We couldn't decided whether or no to visit. We were
armed with a map and compass (Top Tip No.1, this is
essential, or at least a great help). Within two minutes
of leaving our riad we made a 'friend' who was "not a
guide", apparently. We wandered through a maze of
alleyways, eventually ending up - yes, you have
guessed - at the Tanneries. At the gate a group were
still grasping the handfuls of mint to their noses.
On entry we were also given fresh mint leaves, or as the
locals refer to them, a gas mask. Not a good omen.

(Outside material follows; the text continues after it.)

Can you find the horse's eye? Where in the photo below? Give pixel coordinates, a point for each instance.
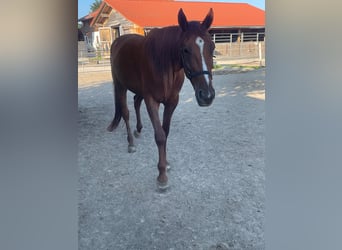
(186, 51)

Here I offer Top Tip No. 2 - if you feel the need to visit,
go in the early morning. I have a very good sense of
smell, and didn't find it unpleasant, although perhaps
I have become immune to 'unusual' aromas from visits
to India. The scene was grim, certainly not colourful.
The picture shows the lime bath, which removes hair
and other 'things' from the leather. Next up the pigeon
poo bath to soften hide, and then the dye baths.
These were all a bit brown and black.
Conclusion - good to tick off list, curiosity satisfied.
The local do not like their photos taken, except for
money. 'Friends', gatekeepers, et all. also require
cash, as did the man watching us take a photo of
a donkey. Clearly he had nothing to do with said
donkey, but it was another earning opportunity.